GameStop stock soared Thursday following a cryptic post from meme stock influencer Keith Gill. Mr. Gill shot to fame with his online persona and bullish bets on video game retailers that sparked a trading frenzy among mother-and-son investors.
Gil Posted A photo and computer screen resembling a 2006 Time magazine cover was posted on social media platform X. Following his post, GameStop stock soared, trading as high as $30.87. The stock rose 6% to close at $28.63.
Gill, known as “Roaring Kitty” on YouTube and “DeepF***ingValue” on Reddit's popular WallStreetBets, is a central figure in the so-called “Reddit Rally,” which saw GameStop stock soar 1,600% at one point in January 2021. It was. It destroyed a hedge fund that had bet on video game retailers.
Steve Sosnick, chief strategist at Interactive Brokers, said this is characteristic of the pattern that evolved in GameStop trading. Gill's Roaring Kitty persona tends to emerge when stocks rise and then calm down or retreat a bit, he said. Featured in social media posts.
“We've seen that pattern again recently. The stock price went from $21 at the beginning of November to around $30 around Thanksgiving, but most of that gain has been given back in the last few days. It was just that.”
By 2:14 p.m. Thursday, about 300,000 GameStop options contracts had changed hands at about 1.5 times the normal rate, according to data from options analysis firm Trade Alert.
The stock's 30-day implied volatility (how much traders expect the stock price to fluctuate in the short term) is 132%, a three-week high, from 93% in the previous session, according to the data. rose.
Contracts betting that the stock price will close above $30 by Friday were the most actively traded, with about 32,000 of them traded by late afternoon.
“Animal spirits”
After a three-year hiatus, Gill resurfaced on social media in early 2024 and was flooded with excited messages from followers, many of whom pitted the social media phenomenon against Wall Street's Goliath and won.

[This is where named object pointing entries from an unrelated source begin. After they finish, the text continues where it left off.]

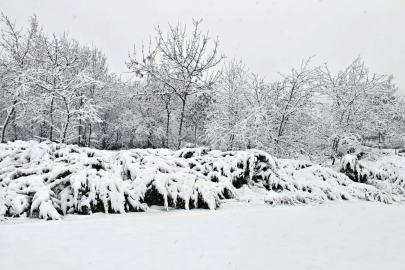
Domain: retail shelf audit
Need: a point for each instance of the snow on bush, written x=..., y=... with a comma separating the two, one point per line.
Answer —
x=386, y=173
x=49, y=180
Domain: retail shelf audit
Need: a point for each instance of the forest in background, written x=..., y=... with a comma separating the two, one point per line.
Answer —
x=185, y=93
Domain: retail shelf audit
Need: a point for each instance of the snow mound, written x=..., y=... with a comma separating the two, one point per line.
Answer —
x=48, y=180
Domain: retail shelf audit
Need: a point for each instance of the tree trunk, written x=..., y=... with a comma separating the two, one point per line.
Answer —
x=3, y=130
x=51, y=127
x=181, y=122
x=67, y=122
x=167, y=129
x=195, y=136
x=89, y=135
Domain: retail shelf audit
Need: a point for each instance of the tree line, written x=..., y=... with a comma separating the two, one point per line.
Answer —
x=184, y=92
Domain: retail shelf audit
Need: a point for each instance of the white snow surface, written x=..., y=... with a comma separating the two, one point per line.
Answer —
x=335, y=235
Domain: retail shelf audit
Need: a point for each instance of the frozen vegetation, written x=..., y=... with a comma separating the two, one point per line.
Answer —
x=50, y=180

I compared it to David.
“The reemergence of meme stocks tends to follow market enthusiasm and a general resurgence of animal spirits,” said Art Hogan, market strategist at B. Riley Wealth Management. “When markets are at or near all-time highs, the speculative side of stocks tends to come back.”
Meme stocks' rally in 2021 was sparked by Gill posting on the WallStreetBets subreddit about the profits he made investing in the heavily shorted company.
The rally also added to other short-sold stocks, including AMC Entertainment, as Reddit users banded together to squeeze bearish hedge funds, costing them billions of dollars and drawing scrutiny from U.S. regulators. It spread.
The entire episode served as the inspiration for director Craig Gillespie's 2023 film Dumb Money.
Other so-called meme stocks also rose Thursday in response to Gill's post. Shares of Unity Software closed up 5%, while movie theater chain AMC, another favorite of retail investors starting in 2021, rose 6%.
“I wouldn't be surprised if the believers weren't distracted by other things. Cryptocurrency stole GameStop's thunder recently,” Sosnick said.
The video game retailer's stock is up about 76% since the beginning of the year. Meanwhile, Bitcoin soared more than 130% early Thursday, boosted by optimism over easing regulatory headwinds, an astonishing rally for the world's largest cryptocurrency, pushing it above the $100,000 mark. Exceeded.